According to the German statistics agency Destatis, inflation, as measured by the consumer price index (CPI) saw an annual increase of 3.2 per cent in November, down from October’s 3.8 per cent rise and lower than expectations of 3.5 per cent. Inflation was negative on a month-on-month basis, with consumer prices falling by 0.4 per cent. On the other hand, core inflation, which excludes prices of volatile items like food and energy – and is more closely watched by ECB policymakers as an indicator of underlying price trends – fell substantially to 3.8 per cent in November, from October’s 4.3 per cent, according to Destatis.
Meanwhile, Britain’s housing market is signalling that the downturn is stabilising as UK mortgage approvals increased more than expected to a three-month high in October, after the Bank of England kept interest rates steady in its September and November monetary policy meetings.
Net mortgage approvals for house purchases in the UK rose to 47,400 in October from 43,700 in September, the latest BoE data showed on Tuesday. The October figure was well in excess of economists’ expectations of 45,000 and the highest since July of this year.

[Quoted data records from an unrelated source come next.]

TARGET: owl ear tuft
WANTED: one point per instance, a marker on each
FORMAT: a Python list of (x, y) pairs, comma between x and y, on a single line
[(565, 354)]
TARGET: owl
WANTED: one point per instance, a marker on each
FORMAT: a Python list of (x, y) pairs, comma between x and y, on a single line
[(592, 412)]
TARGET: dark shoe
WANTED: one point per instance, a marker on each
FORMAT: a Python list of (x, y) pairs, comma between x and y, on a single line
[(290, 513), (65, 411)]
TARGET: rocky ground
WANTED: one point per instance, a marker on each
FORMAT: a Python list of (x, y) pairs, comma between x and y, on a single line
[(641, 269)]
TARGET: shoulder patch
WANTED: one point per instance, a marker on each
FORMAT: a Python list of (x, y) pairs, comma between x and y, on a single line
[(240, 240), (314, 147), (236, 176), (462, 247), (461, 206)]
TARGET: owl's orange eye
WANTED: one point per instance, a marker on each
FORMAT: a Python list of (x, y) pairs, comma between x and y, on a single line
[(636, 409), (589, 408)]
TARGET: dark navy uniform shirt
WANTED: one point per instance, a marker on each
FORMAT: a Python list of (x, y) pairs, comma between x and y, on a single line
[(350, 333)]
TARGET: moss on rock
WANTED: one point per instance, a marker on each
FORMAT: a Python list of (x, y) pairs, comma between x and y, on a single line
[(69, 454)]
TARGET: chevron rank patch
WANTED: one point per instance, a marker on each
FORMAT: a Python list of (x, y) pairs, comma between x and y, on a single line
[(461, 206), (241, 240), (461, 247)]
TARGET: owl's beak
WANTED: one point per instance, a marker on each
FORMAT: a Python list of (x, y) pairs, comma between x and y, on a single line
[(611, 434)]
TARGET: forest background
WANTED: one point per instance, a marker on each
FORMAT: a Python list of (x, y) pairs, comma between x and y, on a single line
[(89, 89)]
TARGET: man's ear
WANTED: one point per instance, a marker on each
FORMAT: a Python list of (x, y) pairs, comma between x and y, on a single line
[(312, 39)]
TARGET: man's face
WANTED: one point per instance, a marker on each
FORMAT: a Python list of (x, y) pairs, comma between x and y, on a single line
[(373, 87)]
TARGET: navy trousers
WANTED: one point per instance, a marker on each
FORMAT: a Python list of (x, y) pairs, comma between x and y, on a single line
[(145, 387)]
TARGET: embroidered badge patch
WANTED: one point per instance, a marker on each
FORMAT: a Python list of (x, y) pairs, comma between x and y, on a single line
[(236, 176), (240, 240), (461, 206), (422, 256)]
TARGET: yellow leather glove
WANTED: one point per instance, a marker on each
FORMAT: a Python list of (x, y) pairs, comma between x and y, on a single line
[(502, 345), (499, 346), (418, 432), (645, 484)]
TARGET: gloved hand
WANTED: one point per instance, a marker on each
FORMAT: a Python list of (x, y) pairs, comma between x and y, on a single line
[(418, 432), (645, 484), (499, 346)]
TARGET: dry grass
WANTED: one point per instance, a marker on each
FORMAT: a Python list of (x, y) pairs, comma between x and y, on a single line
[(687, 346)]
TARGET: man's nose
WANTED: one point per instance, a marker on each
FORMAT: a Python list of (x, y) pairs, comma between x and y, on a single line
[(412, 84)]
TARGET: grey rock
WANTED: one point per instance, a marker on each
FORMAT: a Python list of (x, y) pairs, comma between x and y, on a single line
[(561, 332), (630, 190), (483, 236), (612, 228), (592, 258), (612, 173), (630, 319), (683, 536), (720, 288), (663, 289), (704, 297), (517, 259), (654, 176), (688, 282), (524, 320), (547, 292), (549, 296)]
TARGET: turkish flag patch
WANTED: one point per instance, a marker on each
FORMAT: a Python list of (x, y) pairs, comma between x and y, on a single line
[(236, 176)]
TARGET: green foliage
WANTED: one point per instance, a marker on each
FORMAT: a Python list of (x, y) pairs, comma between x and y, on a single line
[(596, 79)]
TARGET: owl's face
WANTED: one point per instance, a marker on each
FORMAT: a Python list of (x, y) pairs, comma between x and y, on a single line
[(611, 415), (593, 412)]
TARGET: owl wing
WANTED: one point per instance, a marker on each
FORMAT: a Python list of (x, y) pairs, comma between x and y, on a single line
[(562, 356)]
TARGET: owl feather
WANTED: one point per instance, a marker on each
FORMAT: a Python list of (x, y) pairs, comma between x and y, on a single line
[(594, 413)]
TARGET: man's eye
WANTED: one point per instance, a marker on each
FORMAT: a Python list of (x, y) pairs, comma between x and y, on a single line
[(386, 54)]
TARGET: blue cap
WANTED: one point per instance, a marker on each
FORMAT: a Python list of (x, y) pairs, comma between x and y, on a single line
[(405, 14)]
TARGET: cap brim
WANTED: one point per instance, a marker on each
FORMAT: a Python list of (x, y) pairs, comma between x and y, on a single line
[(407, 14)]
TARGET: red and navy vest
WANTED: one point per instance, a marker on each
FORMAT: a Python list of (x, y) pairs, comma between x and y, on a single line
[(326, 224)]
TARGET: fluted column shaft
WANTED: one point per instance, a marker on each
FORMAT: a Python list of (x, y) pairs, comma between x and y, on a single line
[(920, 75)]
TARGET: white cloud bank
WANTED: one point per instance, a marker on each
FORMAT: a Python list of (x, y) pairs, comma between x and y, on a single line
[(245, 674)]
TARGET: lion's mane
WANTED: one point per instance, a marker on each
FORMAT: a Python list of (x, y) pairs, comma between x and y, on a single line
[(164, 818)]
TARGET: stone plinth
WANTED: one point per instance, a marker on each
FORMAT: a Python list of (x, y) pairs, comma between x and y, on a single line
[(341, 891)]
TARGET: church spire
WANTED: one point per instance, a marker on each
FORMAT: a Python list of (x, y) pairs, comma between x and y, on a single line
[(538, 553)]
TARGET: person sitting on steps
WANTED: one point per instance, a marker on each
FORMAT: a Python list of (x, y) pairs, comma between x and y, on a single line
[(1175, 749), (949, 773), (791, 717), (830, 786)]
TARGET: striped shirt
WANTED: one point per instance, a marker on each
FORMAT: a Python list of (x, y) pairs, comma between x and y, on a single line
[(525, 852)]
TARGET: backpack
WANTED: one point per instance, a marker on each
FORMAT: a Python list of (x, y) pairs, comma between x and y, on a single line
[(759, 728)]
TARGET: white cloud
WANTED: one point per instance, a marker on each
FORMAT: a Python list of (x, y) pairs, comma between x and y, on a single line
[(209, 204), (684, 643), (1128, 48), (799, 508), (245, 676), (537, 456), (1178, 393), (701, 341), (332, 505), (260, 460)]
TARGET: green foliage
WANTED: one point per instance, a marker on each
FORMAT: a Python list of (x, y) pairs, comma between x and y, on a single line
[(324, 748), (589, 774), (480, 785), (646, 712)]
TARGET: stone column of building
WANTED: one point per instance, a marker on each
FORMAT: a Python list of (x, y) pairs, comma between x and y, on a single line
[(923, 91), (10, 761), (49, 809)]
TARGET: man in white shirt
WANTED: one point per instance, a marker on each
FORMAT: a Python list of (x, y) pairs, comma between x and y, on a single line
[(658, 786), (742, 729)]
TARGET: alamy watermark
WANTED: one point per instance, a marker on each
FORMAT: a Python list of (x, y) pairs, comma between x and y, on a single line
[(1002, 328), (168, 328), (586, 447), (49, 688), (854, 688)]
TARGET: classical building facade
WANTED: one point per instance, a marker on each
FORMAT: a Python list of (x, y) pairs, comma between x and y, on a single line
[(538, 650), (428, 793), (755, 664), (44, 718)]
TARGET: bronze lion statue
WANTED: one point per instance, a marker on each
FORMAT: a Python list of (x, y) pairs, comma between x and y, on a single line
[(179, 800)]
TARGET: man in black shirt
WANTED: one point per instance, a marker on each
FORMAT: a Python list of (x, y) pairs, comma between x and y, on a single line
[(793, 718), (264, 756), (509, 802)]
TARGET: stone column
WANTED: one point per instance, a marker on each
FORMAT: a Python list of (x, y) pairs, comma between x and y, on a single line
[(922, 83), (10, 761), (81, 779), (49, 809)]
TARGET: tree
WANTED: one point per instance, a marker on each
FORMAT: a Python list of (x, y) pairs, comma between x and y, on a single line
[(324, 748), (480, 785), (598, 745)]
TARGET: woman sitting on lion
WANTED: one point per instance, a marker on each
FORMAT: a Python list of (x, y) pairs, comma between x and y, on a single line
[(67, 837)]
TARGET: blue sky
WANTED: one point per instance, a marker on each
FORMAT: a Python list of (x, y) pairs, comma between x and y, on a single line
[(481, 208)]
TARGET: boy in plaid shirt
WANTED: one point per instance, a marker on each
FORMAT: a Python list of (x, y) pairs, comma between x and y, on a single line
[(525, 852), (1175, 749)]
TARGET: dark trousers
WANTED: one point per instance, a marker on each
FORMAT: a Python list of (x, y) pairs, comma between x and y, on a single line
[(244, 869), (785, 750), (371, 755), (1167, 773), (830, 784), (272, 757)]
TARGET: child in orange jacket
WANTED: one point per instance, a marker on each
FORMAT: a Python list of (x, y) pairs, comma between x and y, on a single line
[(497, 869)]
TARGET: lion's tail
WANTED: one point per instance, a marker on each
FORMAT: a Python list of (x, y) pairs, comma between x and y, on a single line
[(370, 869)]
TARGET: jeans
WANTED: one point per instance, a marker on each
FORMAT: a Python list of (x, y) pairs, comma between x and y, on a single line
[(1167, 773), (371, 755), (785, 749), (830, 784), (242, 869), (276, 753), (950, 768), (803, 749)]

Inflation [in Germany] was negative on a month-on-month basis, with consumer prices falling by 0.4%
“With approvals for house purchases – an indicator of future borrowing – picking up in October after September’s dip, it is clear that the pause in interest rate hikes has boosted market stability and buyer confidence,” Jason Tebb, chief executive officer of property platform OnTheMarket.com, said.
Finally, American consumers shrugged off high interest rates and spent enough to help grow the economy at a brisk 5.2 per cent annual pace during the period July through September, the government said in an upgrade to the previous estimate.
The US economy grew by 5.2 per cent in the third quarter, higher than previous estimates of 4.9 per cent. Consumer spending, a vital part of the economy, increased at a 3.6 per cent annual rate during the review period – still healthy but a slightly slower pace than the previous estimate of four per cent.
Private investment surged at a 10.5 per cent annual rate, including a 6.2 per cent increase in housing investment, as house buyers defied higher mortgage rates.